The 15-year-old Myers Park High School sophomore said it won’t be her last.
“Since middle school I had been looking for a way to truly make an impact on my community, specifically with women, and I wasn’t sure how I would do it,” she said. “Over the summer, I was lying in bed and all of a sudden I knew what I wanted to do. Clothes for Change combines so many things I am passionate about – leadership, female empowerment, fashion, of course, and so much more.”
Huynh’s summer brainstorm has turned into more than 40 young women at Myers Park High working this fall on a variety of projects – from planning fashion shows to “re-fashioning” damaged clothing to promoting upcoming events – as a way to make a difference in the community.
The group is recognized as a club at school, but members prefer to think of themselves as an organization with different teams for administration, leadership, publicity, events, and style and design.
“I wanted to keep the group relatively small, as it is a weekly time commitment, and I want every member to be actively involved in what we do,” said Huynh. “There are so many charity clubs and organizations that work to make a difference, but have trouble executing that direct impact.
“I don’t want Clothes for Change to be one of them. I don’t want us to be just a group of girls who collect clothes. I want to be a group of young female leaders that are helping women around the world create positive change in their own communities.”
To attain that goal, Clothes for Change is attacking clothing needs in a variety of ways.
Foremost is an ongoing clothing drive that runs through November. The group is asking for donations of women’s clothing for all ages, and has placed donation bins at the front offices of several schools, churches and dance studios.

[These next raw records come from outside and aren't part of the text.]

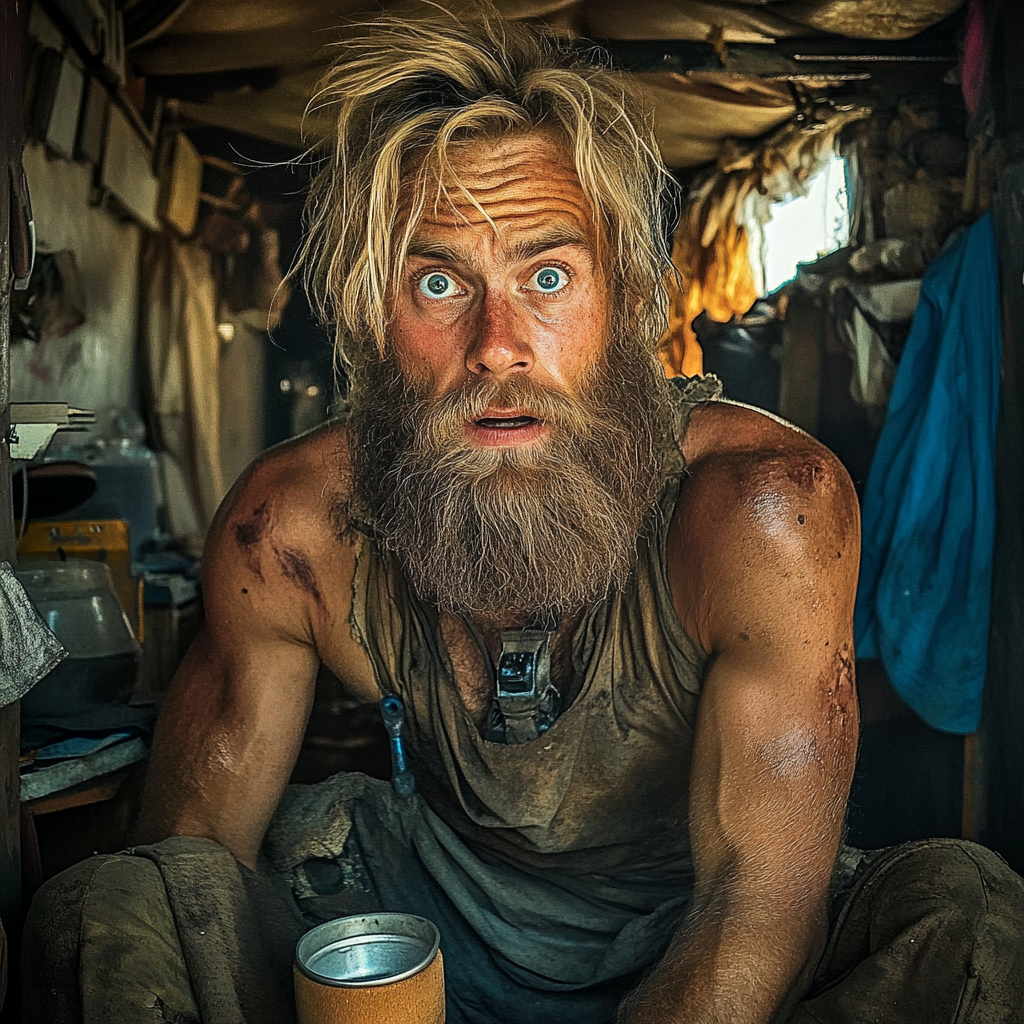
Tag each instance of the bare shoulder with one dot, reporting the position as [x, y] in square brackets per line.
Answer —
[278, 541]
[767, 516]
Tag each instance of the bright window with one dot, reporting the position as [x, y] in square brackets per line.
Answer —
[802, 228]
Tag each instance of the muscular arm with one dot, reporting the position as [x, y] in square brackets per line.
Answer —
[232, 724]
[769, 593]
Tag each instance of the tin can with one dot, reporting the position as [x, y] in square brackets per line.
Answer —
[371, 969]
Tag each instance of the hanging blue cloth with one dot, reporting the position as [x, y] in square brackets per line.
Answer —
[929, 509]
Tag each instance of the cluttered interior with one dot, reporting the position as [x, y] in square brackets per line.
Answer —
[199, 290]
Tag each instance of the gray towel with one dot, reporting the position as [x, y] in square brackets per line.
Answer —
[28, 647]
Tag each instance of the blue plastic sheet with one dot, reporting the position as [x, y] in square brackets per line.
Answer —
[929, 509]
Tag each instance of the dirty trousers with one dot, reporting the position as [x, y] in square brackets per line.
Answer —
[930, 932]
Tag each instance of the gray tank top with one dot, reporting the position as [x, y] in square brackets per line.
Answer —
[604, 793]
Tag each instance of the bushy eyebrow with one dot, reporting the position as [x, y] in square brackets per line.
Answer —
[523, 250]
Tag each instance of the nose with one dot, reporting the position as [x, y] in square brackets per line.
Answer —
[500, 345]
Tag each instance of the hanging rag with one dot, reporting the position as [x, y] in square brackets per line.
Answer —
[28, 647]
[929, 509]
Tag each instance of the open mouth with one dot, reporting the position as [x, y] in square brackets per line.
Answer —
[506, 430]
[506, 423]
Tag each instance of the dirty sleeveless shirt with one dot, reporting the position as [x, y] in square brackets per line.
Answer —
[585, 829]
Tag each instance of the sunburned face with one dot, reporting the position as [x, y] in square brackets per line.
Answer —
[511, 442]
[510, 288]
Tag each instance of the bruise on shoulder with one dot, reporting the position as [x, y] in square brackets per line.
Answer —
[249, 529]
[297, 568]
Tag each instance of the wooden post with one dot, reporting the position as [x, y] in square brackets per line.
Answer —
[1003, 723]
[10, 157]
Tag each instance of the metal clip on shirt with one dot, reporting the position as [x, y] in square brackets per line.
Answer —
[393, 713]
[526, 702]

Students ask that clothing be in “decent” condition and dropped off in a sturdy bag.
The club will take all donations – including some from retailers and consignment shops – and run discount sales and fashion shows throughout Charlotte. That’s where the fashion/style and event leaders in the club take over.
Many times, Huynh said, the group finds clothing that is slightly outdated or damaged. She turns to Sophie Chien and others who sew to create fashion makeovers to update a look or repair slight damage. Huynh says its not uncommon to find a great dress with damaged sleeves and see the group remove sleeves and add a belt and two patch pockets for a different look.
Clothes for Change is planning the first fashion show for Dec. 7 at The Cornwall Center at Myers Park Baptist Church.
Proceeds from will go “to organizations around the world that encourage women to pursue economic independence and promote positive change in their communities,” says Huynh. She said the first groups being considered include Strands of Hope, which provides resources for HIV-positive women in Kenya to create jewelry to support their families, and MADRE, which works with women who have been victims of abuse and rape in Haiti.
All leftover clothes from any event or fashion show will go to Charlotte-area women’s shelters. The first recipient of donated clothing will be Crisis Assistance Ministries.
Huynh said members of Clothes for Change see themselves differently from other clothing drives, as they work hard to gain leadership skills, fashion and sewing know-how and publicity and promotions experience.
“In reality, we are just a group of motivated, inspired high school girls who all believe in our abilities to make a difference in the community and are passionate about doing so,” she said.